Since that time, CCP has had its own share of rough days in the press. T20 began it, but Monoclegate (for which I was admittedly not subbed to the game), general vocal dissatisfaction, falling numbers and their coverage in the press, and the eventual restructuring and downsizing of the company all doubtless took their toll and frayed some psyches over Reykjavik way. Now, after what most consider a step in the right direction with Crucible, Fanfest no doubt caused a few head to desk collisions.

Anyone reading this almost certainly knows what was said by The Mittani, and can generally agree that the statement was somewhere between absolutely reprehensible and in rather poor taste. That being settled, the story has burned through Massively, Kotaku, Ten Ton Hammer, as well as other sites. I haven't seen the crossover into IRL media yet, but with the writers (rather shamelessly) using buzzwords like "cyber-bullying," it may only be a matter of time. Many of these stories, as is typical of the world of the 24 hour news cycle where he who scoops first scoops the most hits, the details get fuzzy and often distorted.
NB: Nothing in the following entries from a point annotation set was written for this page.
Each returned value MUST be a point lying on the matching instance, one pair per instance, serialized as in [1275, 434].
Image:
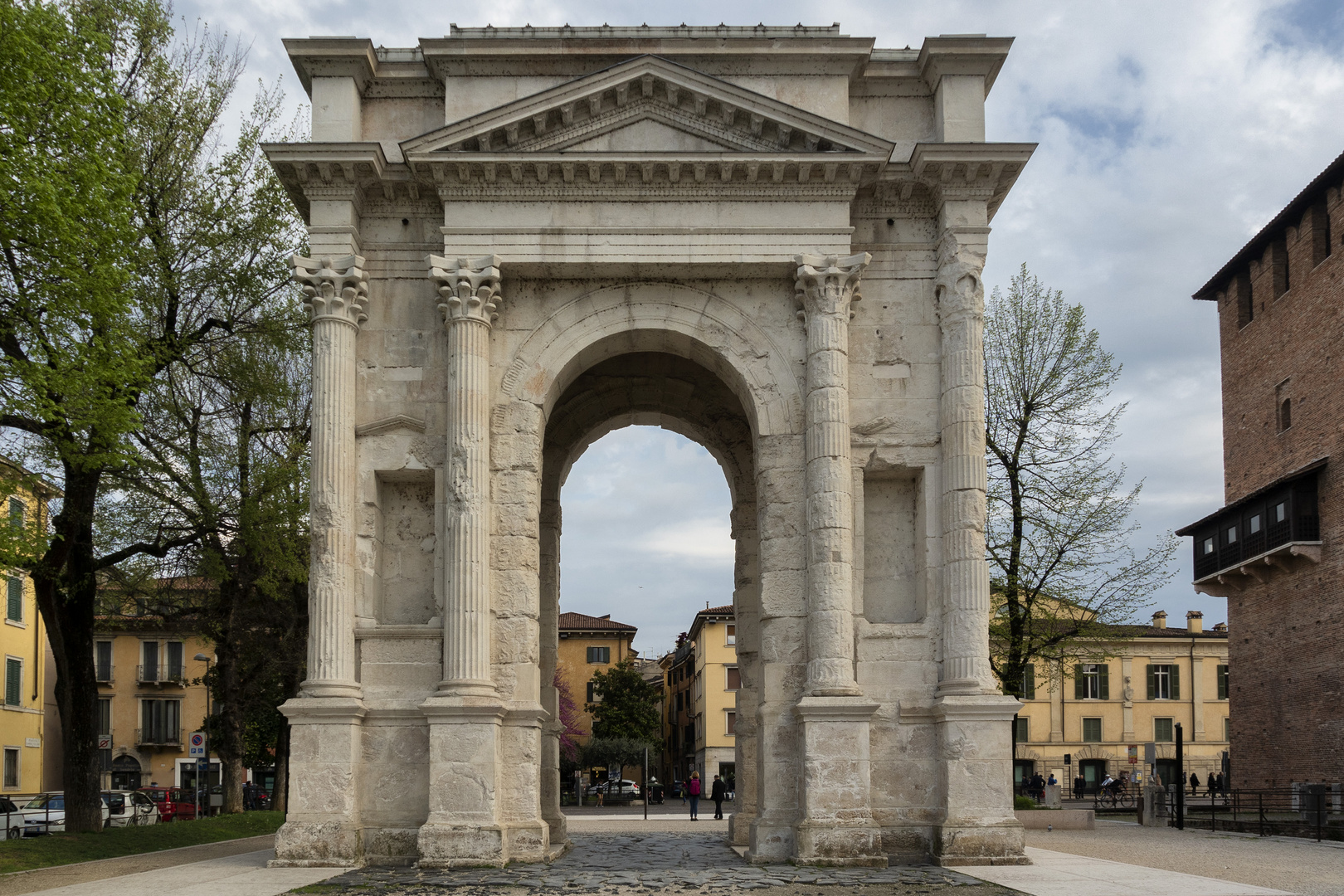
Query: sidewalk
[241, 874]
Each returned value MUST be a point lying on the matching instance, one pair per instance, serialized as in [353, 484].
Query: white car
[46, 813]
[129, 807]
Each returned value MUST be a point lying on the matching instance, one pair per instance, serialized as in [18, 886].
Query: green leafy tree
[1059, 533]
[626, 707]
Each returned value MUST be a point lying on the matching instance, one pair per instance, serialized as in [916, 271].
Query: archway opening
[637, 444]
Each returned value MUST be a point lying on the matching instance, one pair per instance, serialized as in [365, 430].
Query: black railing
[1311, 811]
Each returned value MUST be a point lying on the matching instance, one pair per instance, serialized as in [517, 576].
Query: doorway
[125, 772]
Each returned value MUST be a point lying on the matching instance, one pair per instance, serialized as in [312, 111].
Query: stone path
[660, 860]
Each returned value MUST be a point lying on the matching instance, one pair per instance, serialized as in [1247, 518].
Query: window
[158, 722]
[173, 660]
[102, 660]
[1163, 683]
[1029, 681]
[1092, 681]
[12, 681]
[14, 609]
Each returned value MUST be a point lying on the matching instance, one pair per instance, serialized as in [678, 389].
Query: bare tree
[1059, 531]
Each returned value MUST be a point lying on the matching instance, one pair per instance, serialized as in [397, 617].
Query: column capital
[334, 288]
[470, 288]
[828, 284]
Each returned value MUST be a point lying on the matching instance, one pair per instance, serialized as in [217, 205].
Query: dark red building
[1274, 550]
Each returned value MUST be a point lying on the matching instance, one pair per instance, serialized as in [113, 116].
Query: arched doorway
[682, 395]
[125, 772]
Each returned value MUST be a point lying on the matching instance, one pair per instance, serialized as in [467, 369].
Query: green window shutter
[12, 681]
[15, 607]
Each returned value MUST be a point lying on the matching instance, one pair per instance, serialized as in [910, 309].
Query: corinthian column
[825, 288]
[962, 411]
[835, 824]
[336, 296]
[470, 292]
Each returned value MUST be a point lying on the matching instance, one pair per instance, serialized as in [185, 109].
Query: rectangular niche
[893, 548]
[407, 547]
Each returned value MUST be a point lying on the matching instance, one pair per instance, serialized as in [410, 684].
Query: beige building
[23, 638]
[1101, 713]
[713, 694]
[590, 645]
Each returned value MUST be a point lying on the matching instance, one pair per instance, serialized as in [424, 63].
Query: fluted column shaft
[825, 289]
[336, 296]
[470, 296]
[962, 411]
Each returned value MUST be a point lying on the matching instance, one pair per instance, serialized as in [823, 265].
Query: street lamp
[203, 770]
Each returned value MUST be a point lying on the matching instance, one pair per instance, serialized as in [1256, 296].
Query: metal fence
[1305, 811]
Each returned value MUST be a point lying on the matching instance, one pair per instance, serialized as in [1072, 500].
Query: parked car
[619, 789]
[46, 815]
[175, 804]
[129, 809]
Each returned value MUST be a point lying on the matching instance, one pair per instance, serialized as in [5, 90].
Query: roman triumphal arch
[523, 238]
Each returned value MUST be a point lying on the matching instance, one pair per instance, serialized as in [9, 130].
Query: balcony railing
[160, 674]
[158, 737]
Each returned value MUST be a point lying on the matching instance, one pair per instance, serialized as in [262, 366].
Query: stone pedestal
[836, 826]
[321, 828]
[975, 744]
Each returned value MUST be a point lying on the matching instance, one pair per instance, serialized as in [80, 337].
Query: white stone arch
[656, 316]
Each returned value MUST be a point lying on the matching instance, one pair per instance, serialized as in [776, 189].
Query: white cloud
[1170, 134]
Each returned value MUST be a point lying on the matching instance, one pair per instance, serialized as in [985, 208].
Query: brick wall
[1287, 645]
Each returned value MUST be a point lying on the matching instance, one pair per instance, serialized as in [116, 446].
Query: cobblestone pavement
[648, 861]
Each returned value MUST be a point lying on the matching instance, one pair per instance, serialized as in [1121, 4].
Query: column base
[971, 844]
[838, 845]
[318, 844]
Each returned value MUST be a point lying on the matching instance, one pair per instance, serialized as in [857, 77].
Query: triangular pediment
[645, 105]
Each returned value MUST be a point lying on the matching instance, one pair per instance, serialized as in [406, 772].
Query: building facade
[524, 238]
[589, 645]
[23, 637]
[1273, 548]
[1101, 713]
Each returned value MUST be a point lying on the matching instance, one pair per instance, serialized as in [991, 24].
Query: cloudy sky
[1170, 134]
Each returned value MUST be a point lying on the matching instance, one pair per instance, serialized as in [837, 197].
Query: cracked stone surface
[650, 861]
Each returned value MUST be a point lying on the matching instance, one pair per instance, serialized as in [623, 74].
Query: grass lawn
[62, 850]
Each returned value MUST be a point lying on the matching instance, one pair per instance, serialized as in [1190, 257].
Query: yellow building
[23, 638]
[714, 692]
[1101, 713]
[589, 645]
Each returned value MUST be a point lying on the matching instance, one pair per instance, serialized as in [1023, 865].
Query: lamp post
[203, 787]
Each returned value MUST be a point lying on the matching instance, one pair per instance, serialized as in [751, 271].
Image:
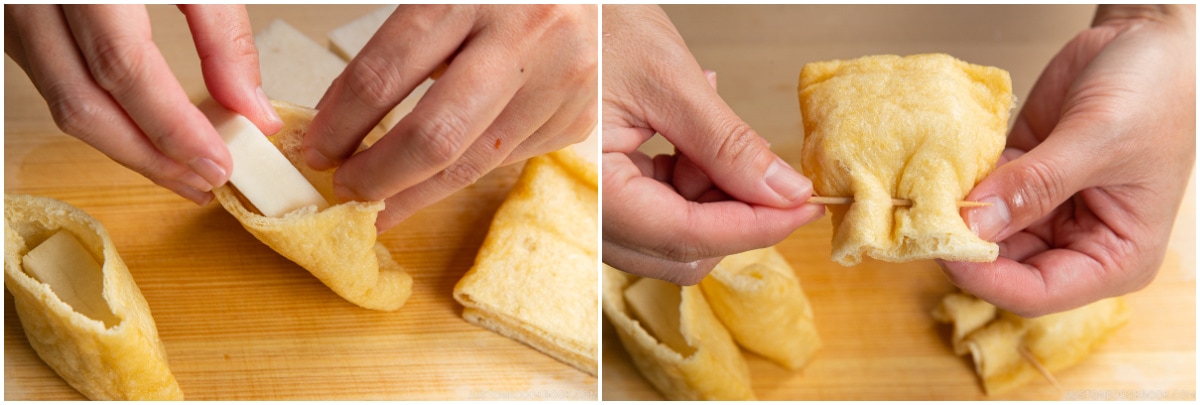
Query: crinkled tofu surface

The result is that a guy with whom I have had very little personal interaction is getting raked over the coals by the gaming media, and if my fears prove true, perhaps soon the mainstream media.

The thing that always strikes me in situations like this is the frank hypocrisy on the part of most humans. Yes, I think what Mittens said was wrong, but as I put it to my CEO as I watched the video, I was waiting for the really shocking stuff. What I saw was a dude in a wizard had surrounded by alcohol bottles make a comment in poor taste that he'd likely regret on his own accord. My somewhat jaded reaction is no doubt fueled by the time I've spent in the rough and unforgiving lands of both EVE and the internet in general. Truth be told, 99% of us have griefed someone in some way in this game and probably thought it was hillarious (the remaining 1% haven't figured out a good method). If the person we griefed were then to convo us and maybe rage a bit, or maybe tell a sob story (true or not), a lot of us would either laugh or simply shrug it off. It's what the now-famous anonymity barrier of cyberspace does to us.

That cruelty gene is inside most if not all of us. I know it's in virtually everyone I have ever played this or any other game game with or against. When someone gets called on a slip-up that exposes his own cruel gene, even in a manner pretty clearly meant to be humorous, we pounce. We want that person dragged into the street and ridden out on a rail because it's cathartic to us. Afterwards, we get to tell ourselves we're better people because we stood up to the cyber-bully. Truth is that Alex "The Mittani" Gianturco may have a wider mean streak than most of us. After all, his exploits scamming, spying, and generally wrecking other alliances is legendary. Underneath, though, he's just a guy. Personally, I believe the contrition in his apologies, and think that he has gotten a fairly good taste of how the other side lives. My only hope is that it doesn't change him. Despite what we might stand on the internet mountaintop and shout, there's a little of The Mittani in all of us.

Enjoy your break, Mittens. We'll be waiting for you on the flip side.